Wednesday 13 July 2011

A new horizon....kinda...

Hey there...

Well, yesterday I had an appointment with my psychiatrist.  I actually felt okay that day, kind of like my usual self, but with the volume turned up to 20, lol.  So, we went through the motions of a normal consultation.  I told him I have had some bad days, but mostly, I am okay.  He's always very interested in my physical health issues, so we discussed the tracheal transplants that have been taking place all over the world.  I mentioned my frustration that they are still delaying it here.  Then he said something that referenced a Shakespeare quote.  He told me that he wishes to increase my lithium to 800mg a day, and asked what I thought.  I replied 'as you like it...'.  It took him a couple of seconds to process, and then he looked up and started to laugh.  He had a lovely laugh; it starts in the eyes, and spreads outwards.  It truly is pretty contagious, and I started to laugh too.  Only I then got seized completely by laughter, and couldn't stop.  Back and forth it went, and eventually I managed to stop.  But I must say, this won't have helped me in my struggle to appear sane.

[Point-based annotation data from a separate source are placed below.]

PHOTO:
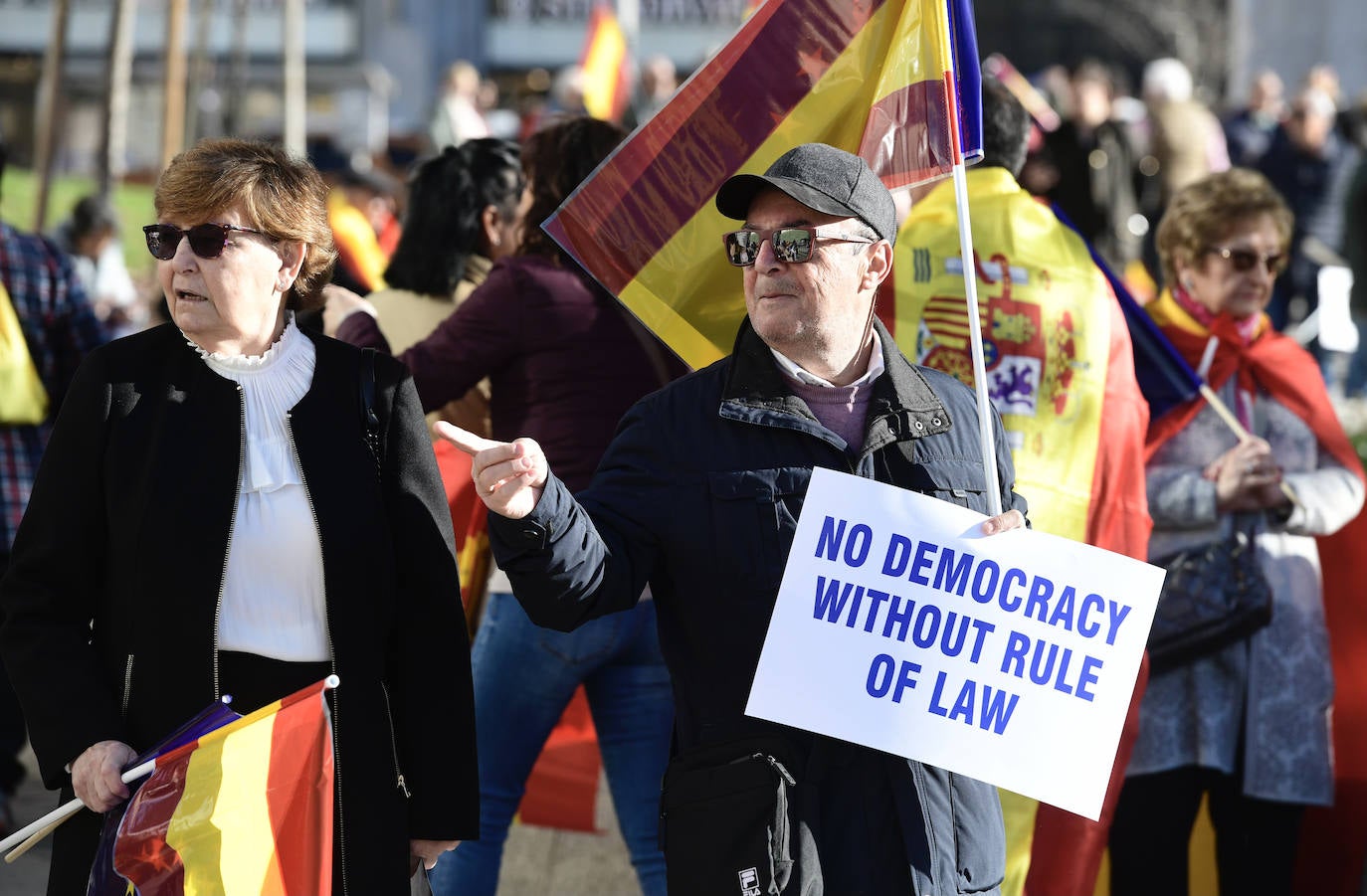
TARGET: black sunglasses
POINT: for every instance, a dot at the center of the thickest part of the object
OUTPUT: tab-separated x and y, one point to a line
1245	260
207	241
790	244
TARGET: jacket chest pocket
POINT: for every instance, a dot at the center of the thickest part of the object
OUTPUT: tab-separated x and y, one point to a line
753	518
954	481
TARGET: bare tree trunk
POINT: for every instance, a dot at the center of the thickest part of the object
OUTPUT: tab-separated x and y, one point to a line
50	88
113	139
172	109
200	69
294	132
237	70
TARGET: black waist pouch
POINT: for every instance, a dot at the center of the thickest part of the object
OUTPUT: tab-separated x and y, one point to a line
724	819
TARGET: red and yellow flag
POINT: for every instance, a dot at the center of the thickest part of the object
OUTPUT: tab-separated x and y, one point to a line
1061	372
245	808
607	83
871	77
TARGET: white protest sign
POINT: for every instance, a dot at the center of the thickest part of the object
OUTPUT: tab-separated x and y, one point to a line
1008	657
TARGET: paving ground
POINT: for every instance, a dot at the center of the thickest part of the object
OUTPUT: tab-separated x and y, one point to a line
537	860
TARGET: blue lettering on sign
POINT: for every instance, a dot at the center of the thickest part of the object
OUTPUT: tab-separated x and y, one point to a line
833	533
879	679
879	675
993	706
923	560
949	577
898	552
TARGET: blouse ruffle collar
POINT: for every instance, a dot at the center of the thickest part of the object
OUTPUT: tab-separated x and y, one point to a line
273	384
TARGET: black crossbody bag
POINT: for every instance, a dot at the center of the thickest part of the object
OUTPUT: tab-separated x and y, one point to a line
1214	596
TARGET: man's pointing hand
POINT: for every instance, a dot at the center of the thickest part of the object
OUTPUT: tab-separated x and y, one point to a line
507	475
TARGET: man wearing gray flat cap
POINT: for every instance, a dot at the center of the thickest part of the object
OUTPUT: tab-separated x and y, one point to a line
698	496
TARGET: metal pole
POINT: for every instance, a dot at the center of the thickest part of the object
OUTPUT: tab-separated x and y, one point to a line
294	77
172	88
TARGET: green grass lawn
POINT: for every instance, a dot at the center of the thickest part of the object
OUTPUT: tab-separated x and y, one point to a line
132	202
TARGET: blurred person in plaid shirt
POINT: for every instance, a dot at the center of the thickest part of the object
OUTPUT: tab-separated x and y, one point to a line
59	328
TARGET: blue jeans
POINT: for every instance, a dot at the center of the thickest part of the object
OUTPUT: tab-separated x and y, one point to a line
523	677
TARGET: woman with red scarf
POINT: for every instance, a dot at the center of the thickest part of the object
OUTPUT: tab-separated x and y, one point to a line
1247	726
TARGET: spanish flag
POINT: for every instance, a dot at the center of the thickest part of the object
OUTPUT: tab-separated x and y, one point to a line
244	808
607	84
891	80
1061	372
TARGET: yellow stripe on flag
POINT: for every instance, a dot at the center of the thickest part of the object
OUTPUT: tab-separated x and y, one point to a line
237	812
604	58
686	293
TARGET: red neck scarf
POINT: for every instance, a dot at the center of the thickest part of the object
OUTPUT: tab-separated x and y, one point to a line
1260	358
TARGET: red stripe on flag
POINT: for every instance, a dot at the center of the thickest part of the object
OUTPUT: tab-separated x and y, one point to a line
299	801
715	109
141	851
923	135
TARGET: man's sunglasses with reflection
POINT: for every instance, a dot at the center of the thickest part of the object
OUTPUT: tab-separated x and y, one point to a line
790	244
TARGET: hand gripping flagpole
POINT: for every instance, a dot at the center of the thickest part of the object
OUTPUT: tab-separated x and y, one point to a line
28	836
965	248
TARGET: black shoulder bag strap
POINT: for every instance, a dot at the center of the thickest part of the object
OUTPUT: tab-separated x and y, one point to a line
368	417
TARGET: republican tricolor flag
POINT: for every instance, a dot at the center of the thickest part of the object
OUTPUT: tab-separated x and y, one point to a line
894	81
244	808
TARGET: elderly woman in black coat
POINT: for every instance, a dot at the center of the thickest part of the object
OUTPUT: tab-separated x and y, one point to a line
216	514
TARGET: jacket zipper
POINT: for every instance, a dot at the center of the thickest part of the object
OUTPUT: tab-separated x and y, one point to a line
127	686
327	611
394	742
227	548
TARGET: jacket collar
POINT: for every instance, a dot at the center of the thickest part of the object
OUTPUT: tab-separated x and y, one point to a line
903	405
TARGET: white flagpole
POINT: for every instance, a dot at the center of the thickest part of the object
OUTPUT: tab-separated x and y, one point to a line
965	248
32	833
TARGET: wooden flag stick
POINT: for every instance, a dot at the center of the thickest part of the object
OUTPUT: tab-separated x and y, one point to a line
32	833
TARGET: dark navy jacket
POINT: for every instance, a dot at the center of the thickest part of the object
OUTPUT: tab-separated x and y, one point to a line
698	494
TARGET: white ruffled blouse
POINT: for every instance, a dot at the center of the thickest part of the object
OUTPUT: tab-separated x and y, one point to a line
273	592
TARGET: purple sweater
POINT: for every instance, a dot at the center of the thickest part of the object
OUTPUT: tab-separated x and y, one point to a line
562	362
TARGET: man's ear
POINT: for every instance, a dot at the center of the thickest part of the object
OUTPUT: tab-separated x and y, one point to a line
879	266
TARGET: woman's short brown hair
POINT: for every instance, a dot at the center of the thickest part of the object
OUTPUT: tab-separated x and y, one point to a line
284	196
1203	213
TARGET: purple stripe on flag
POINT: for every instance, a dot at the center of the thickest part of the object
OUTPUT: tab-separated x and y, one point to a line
962	36
679	160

Anyway, I had, as per usual, been up all night.  So having got my stressful appointment out of the way, I went home and snoozed for a few hours.  I was woken my the phone ringing, and it was a guy calling to tell me that I have been shortlisted for a research asst job I applied for, and I have a lovely interview on Tuesday.  I would love this job.  It's interesting and varied, I would get a chance to use my degree and challenge myself to achieve new things.  And basically, I would be paid quite handsomly for doing something I love.  Which is all that anyone wants from life, isn't it?

My airway is being difficult.  I have had this annoying chest infection, that has been lingering for quite some time.  It's awful, it's basically a whole lot of mucous that has settled into the sacs of my lungs and gone very thick and gluey.  It takes a combination of chest percussion, medication, and nebulisers to loosen it up.  And still it isn't coming easy.  This is one of those days when I find myself chained to the nebuliser.  Normally, I would be feeling very distressed, very upset.  But probably as a result of the increased lithium, I just feel somehow blank.  The emotions are in there, so my brain tells me, but they are struggling to overcome the giant chemical barrier that the lithium creates.

Speaking of lithium, yet again, my blood level is point 33.  Ooooops....hehehe

Have a lovely day, my friends, and be safe.